I like it buddy. Those SS medium tubes shoot hard. I use them sometimes for big marbles.


----------



## MakoPat (Mar 12, 2018)

Now that is an EDC/vehicle slingshot! Looks fun... and easier to carry than the off the shelf version. 
Thanks for sharing.


----------



## Grandpa Grumpy (Apr 21, 2013)

Nice! Have you tried the "small" tubes from Simple Shot. I find they have a much easier pull and give about the same speed with 3/8" steel.


----------



## Flatband (Dec 18, 2009)

Nice Mod Bud!


----------



## skarrd (Jul 20, 2011)

Grandpa Grumpy said:


> Nice! Have you tried the "small" tubes from Simple Shot. I find they have a much easier pull and give about the same speed with 3/8" steel.
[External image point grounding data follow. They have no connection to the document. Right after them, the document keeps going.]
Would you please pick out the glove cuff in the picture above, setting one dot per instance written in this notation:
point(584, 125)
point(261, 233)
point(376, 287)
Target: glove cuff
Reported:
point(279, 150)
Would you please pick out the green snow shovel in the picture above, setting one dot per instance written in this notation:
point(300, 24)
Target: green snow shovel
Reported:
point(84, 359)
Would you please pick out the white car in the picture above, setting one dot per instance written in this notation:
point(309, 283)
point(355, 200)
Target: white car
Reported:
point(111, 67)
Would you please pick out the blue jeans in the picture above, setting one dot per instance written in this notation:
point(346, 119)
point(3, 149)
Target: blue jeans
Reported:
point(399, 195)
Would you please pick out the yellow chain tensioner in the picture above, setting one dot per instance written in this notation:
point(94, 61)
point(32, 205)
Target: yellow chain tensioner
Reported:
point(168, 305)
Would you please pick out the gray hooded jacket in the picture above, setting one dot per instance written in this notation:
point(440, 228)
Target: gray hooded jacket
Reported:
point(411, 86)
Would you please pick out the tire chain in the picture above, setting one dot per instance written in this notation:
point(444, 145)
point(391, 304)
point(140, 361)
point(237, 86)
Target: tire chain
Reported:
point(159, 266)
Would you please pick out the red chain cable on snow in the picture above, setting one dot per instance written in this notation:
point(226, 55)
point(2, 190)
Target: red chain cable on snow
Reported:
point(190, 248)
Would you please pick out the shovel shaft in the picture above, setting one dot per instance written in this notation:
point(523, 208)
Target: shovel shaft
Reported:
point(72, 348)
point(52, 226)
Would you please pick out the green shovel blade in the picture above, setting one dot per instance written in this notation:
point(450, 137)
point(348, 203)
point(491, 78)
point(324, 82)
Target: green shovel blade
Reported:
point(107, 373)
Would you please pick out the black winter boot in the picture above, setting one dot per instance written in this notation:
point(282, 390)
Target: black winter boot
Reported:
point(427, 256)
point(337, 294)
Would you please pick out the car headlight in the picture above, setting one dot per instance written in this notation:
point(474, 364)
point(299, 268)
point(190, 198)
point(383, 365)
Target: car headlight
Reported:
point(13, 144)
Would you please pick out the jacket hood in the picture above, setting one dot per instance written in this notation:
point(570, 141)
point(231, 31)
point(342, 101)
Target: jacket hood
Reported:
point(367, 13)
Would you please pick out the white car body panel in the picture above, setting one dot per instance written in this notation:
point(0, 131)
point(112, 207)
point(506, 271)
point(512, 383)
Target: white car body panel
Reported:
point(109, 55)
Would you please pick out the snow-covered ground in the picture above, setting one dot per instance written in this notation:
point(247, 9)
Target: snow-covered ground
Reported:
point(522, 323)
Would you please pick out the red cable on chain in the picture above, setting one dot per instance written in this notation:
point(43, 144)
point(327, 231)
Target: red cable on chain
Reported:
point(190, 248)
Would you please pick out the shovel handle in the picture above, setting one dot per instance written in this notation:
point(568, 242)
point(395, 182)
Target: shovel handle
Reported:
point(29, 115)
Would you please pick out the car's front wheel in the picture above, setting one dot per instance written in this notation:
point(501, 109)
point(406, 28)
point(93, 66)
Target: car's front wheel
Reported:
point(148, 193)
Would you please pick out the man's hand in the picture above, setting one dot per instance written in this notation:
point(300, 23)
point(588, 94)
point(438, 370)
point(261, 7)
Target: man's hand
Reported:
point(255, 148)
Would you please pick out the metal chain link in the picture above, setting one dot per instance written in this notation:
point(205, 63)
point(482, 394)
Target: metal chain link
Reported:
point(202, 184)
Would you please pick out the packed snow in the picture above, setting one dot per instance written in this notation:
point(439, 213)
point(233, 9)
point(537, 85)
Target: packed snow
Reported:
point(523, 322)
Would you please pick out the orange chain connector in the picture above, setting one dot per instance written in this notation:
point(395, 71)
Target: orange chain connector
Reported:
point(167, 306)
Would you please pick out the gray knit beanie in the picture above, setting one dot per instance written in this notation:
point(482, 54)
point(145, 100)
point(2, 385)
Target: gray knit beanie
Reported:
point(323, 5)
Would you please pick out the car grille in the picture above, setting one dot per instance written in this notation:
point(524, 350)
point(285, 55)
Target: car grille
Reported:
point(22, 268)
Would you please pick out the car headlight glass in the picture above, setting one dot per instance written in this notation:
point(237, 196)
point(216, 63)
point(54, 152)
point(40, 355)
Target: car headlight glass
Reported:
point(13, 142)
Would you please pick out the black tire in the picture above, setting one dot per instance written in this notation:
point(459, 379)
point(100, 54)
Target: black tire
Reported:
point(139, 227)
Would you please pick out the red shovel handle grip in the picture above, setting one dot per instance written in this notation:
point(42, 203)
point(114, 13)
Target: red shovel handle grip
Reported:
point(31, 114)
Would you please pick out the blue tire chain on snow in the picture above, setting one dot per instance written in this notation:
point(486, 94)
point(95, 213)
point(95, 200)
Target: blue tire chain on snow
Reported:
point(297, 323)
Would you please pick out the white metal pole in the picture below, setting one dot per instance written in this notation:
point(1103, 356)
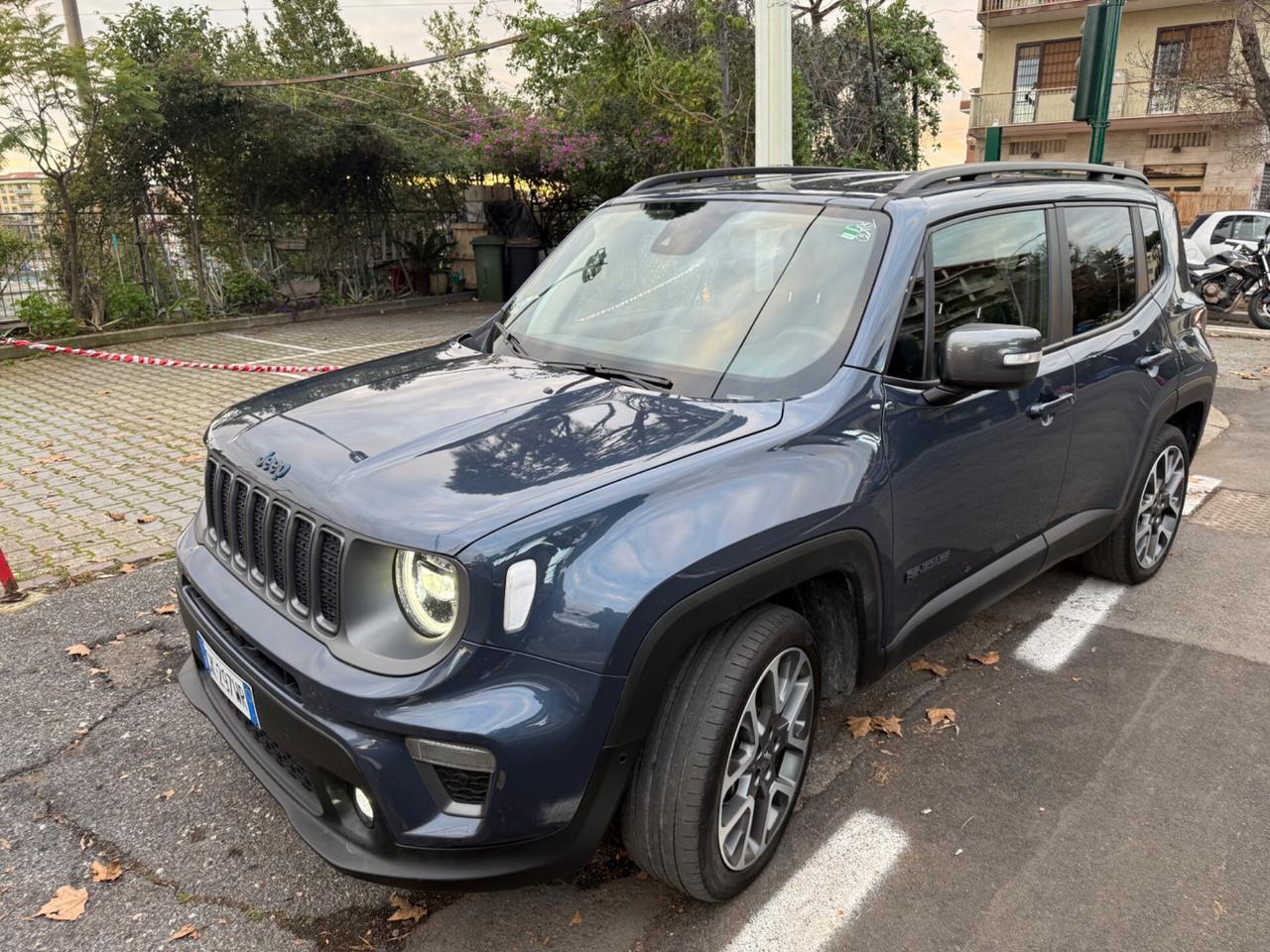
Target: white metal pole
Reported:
point(774, 82)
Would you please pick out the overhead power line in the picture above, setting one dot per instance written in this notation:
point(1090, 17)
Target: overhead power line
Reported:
point(399, 66)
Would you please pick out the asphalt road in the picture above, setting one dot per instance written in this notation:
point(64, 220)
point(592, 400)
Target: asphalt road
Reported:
point(1105, 785)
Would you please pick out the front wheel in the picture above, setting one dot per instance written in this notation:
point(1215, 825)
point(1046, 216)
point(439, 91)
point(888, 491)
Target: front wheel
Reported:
point(1141, 542)
point(1259, 308)
point(721, 771)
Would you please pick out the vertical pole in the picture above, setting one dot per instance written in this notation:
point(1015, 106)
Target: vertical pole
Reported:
point(774, 82)
point(1106, 75)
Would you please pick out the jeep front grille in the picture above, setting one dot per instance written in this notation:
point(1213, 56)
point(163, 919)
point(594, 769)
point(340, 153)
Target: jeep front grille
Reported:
point(291, 556)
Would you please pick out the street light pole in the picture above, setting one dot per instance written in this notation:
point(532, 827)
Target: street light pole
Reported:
point(774, 82)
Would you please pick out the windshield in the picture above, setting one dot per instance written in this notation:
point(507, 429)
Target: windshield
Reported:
point(728, 298)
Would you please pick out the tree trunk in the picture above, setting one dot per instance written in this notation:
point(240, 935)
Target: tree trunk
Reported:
point(1254, 56)
point(73, 270)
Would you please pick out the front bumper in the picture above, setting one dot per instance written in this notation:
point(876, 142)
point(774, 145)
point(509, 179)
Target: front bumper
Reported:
point(325, 729)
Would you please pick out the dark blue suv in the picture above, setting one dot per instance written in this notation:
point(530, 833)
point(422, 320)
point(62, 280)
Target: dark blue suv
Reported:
point(743, 442)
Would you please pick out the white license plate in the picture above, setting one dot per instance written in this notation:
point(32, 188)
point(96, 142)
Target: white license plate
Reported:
point(232, 687)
I have some and will be trying them next,might even do some TBG flats eventually.


----------



## Grandpa Grumpy (Apr 21, 2013)

I use flats using the Chinese hand cuff method. The easiest no tie/no tool attachment.


----------



## 31610 (Aug 20, 2017)

Nice man in Ontario we call that slammed down to the weeds


----------



## skarrd (Jul 20, 2011)

Grandpa Grumpy said:


> I use flats using the Chinese hand cuff method. The easiest no tie/no tool attachment.


Chinese handcuff like rolling the tubes?


----------